I’m curious about this authentic “New York City Rap” poster that appears to have a bunch of band logos beneath the title.
So Duke beats up this other whore and that gets Cookie upset, but then she realizes men are always right and it’s okay if they hit you.

Later, Duke goes to an all-black strip club and orders a double Scotch and talks to that weird guy from Ally McBeal. At that same club, the guy who was Huggy Bear plays a pimp and yells at his ladies. Did I mention the entire fucking movie has been filmed at night? There’s jack shit to take pictures of.

It was also supposed to be a big deal that Julie Newmar plays the queen pimp in the movie, but really, who cares. At some point Duke gets abducted by another pimp and they have a really poorly choreographed fight. After that, he trashes the apartment he and Cookie live in. Does any of this seem interesting? It’s like this movie skipped the entire build-up part that makes you care about the characters and just jumped into the drama. Too much 80s and not enough 70s. Hookers? Teens? New York? Prostitution? This entry should have a picture every other sentence, but somehow it’s just not happening.
So Duke gets a gun and goes to shoot Cookie because she’s trying to see another pimp. Duke reminds me of me in three weeks because he thinks a gun will solve all his problems. Then he gets in another badly choreographed fight. I’m not even wasted, there’s just nothing to take pictures of! I swear!

While Duke searches for Cookie, she and another hooker do some kinky domination thing with a john. For the record:

Those are the same Return of The Jedi curtains with which I had the accompanying bed linens. Well, I had the sheets, but I didn’t have the pillow cases. When our house was burgled in 1984, they used the pillow cases to steal all of my dads Betamax tapes. They didn’t take the player, though, which happens to be the same player I’m using right now. Talk about full fucking circle.
So, Duke continues on his barely interesting search for Cookie. He has the Ally McBeal guy in tow and proceeds to kill Huggy Bear. Meanwhile, all the hookers are playing poker with Cookie and her younger brother and drinking Jack Daniels and Heineken. You know what I think about people who drink Jack Daniels and Heineken? I think they have real bad bowel movements and shitty taste in music. Duke and Ally McBeal show up at the poker game and get all violent, but none of us care because the entire movie is really boring. At some point Julie Newmar shoots Duke like 34 times because he was beating on Cookie. Then Cookie shoots him for real and the movie fucking ends. Jesus. All the elements for a good story, but not enough development to make anyone care.
Poster and Box Art: For the record, I just want to state that 1986 was the year they finally figured out how to use quotes on modern day movie boxes/cases. I’ve never seen this occur before 1985/1986. I have yet to pinpoint what movie made it standard, but I’m sure you recognize the “big quotes” style of promotion used on the back of this box.

When did we start caring what these people thought of movies? Before this you rented a movie based on the story, cover, actors, word of mouth, etc.
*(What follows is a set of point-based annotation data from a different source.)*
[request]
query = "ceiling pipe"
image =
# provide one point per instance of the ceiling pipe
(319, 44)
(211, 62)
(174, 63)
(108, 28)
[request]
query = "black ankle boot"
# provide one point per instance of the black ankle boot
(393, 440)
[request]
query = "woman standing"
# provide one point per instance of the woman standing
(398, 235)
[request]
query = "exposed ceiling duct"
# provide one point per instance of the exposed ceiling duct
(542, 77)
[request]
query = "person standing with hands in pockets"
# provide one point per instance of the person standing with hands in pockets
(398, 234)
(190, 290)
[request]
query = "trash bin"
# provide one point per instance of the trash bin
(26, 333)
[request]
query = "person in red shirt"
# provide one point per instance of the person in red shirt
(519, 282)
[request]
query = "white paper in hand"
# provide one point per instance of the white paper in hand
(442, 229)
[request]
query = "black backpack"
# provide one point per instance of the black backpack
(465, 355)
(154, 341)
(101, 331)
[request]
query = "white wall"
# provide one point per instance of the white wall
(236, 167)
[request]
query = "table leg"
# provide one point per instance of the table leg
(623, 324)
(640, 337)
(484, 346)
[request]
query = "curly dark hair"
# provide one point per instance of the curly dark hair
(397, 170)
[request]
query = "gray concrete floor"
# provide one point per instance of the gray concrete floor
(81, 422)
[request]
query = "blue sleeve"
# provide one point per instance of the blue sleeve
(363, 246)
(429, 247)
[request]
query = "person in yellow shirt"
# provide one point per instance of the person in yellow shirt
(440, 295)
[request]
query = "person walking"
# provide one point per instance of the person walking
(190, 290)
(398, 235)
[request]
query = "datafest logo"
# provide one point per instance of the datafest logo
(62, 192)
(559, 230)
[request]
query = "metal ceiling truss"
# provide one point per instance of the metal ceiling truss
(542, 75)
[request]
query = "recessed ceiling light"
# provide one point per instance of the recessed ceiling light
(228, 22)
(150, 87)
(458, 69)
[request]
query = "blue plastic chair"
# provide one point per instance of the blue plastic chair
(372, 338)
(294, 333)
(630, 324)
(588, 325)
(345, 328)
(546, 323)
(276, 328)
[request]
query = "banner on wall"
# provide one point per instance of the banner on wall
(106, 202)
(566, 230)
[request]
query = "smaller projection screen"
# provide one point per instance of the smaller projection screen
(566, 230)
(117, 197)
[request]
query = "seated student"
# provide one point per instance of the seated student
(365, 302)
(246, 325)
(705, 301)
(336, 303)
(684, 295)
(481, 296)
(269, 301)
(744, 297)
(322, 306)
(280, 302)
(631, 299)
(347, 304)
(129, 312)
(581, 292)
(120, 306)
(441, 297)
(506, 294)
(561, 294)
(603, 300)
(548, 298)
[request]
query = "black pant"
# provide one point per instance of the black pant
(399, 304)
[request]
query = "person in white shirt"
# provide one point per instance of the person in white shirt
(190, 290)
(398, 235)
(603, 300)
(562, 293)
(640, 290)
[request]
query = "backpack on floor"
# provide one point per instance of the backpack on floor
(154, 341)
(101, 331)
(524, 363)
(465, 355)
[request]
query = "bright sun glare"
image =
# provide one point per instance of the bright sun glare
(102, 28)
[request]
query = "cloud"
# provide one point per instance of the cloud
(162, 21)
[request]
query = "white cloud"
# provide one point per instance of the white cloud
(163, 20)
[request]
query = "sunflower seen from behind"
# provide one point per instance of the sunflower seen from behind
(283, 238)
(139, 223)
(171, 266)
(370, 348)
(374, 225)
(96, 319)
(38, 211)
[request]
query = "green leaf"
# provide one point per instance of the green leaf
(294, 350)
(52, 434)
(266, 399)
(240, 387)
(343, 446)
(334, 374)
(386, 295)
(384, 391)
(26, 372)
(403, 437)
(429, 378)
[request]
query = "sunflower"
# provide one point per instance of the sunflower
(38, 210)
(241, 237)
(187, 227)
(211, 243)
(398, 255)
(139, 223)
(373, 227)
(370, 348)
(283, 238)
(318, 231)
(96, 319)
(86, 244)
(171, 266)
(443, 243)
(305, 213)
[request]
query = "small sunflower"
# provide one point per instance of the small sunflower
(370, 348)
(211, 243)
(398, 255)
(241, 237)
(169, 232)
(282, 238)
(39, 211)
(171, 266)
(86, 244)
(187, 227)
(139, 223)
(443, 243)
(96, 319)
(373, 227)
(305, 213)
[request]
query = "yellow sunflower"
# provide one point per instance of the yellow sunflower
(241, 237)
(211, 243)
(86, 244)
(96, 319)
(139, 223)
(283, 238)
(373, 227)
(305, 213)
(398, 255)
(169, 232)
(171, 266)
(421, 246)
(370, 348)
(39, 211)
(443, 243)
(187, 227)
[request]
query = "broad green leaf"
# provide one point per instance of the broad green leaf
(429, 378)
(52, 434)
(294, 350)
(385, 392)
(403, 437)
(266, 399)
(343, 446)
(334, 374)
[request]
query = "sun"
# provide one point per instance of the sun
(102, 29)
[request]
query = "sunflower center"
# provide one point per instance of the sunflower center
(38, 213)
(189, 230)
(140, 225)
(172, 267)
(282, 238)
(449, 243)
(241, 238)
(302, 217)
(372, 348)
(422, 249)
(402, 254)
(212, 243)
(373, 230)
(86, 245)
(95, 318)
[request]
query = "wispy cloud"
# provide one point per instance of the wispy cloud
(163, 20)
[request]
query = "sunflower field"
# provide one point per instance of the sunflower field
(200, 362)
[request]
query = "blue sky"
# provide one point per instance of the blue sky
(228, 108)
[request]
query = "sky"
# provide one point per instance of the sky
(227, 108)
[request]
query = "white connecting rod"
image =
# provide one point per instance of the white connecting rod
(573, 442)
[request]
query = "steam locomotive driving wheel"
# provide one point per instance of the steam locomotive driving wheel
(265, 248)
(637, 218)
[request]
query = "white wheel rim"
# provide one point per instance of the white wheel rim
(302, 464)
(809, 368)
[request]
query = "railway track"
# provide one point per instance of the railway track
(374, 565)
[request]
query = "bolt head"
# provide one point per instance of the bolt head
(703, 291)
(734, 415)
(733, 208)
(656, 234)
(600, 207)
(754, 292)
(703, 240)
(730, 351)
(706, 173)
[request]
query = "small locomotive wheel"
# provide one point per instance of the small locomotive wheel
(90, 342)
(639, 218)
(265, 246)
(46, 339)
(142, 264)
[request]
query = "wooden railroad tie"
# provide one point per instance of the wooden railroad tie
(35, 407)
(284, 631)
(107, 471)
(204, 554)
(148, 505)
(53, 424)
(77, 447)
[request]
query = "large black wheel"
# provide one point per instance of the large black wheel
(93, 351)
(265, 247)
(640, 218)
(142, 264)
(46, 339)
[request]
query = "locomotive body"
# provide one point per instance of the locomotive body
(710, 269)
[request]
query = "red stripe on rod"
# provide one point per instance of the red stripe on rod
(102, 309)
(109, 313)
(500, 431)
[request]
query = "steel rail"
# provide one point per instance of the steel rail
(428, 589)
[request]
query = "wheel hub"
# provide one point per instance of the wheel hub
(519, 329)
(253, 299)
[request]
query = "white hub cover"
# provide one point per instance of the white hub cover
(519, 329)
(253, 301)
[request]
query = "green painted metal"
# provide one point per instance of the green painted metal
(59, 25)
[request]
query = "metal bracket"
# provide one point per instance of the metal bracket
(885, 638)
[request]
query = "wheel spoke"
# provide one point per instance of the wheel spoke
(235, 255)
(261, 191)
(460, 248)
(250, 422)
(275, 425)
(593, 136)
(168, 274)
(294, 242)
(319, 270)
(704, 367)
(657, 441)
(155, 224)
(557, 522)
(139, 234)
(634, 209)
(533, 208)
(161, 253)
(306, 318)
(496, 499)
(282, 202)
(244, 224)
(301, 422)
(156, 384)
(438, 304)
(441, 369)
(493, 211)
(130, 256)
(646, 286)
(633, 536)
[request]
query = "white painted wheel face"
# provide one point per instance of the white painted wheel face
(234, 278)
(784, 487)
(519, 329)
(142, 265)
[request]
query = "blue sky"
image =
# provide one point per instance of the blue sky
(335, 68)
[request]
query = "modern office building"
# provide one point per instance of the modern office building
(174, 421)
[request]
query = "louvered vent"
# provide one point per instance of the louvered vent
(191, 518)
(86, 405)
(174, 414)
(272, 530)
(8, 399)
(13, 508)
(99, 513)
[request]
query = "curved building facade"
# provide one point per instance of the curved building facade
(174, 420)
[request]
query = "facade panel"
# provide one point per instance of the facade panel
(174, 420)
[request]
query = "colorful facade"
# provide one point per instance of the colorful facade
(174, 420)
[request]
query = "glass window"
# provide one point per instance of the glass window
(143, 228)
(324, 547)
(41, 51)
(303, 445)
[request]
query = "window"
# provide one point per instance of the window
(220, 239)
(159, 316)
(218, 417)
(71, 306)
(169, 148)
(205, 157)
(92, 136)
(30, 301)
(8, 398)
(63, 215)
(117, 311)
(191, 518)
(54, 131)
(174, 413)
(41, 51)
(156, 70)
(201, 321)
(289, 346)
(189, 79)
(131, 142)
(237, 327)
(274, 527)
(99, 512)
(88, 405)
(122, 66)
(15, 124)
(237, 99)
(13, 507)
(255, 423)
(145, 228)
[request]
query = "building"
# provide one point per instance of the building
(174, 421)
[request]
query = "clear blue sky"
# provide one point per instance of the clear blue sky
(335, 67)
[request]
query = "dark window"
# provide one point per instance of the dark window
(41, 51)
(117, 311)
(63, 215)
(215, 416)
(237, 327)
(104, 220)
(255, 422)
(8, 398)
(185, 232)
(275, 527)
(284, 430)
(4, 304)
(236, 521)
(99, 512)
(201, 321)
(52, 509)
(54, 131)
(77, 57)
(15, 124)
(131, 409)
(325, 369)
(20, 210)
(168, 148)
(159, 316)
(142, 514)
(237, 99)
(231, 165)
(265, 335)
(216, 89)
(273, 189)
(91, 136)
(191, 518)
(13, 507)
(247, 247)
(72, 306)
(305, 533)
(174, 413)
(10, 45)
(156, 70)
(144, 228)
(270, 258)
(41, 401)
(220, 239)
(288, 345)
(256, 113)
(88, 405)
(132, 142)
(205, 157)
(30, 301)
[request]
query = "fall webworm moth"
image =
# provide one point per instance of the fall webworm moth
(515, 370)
It’s as if at some point around 1985 everyone said “Fuck it, we don’t know shit, let’s put these giant quotes on here, that will tell everyone what to rent.” And guess what, this is right around the point that being a piece of shit P.R. person started to become a career choice. The world sucks now.
Availability: Used VHS.





I think the Return of the Jedi curtains/anecdote completely blew my fucking mind.
Thank you for your consistent and loyal commenting Mr. Anderson.
Dude, your reviews are the shit. Keep up the good work brother!
still anxiously awaiting your reviews of bad softcore porn
Great panty shot… and that “New york city rap” poster is fucking retardd!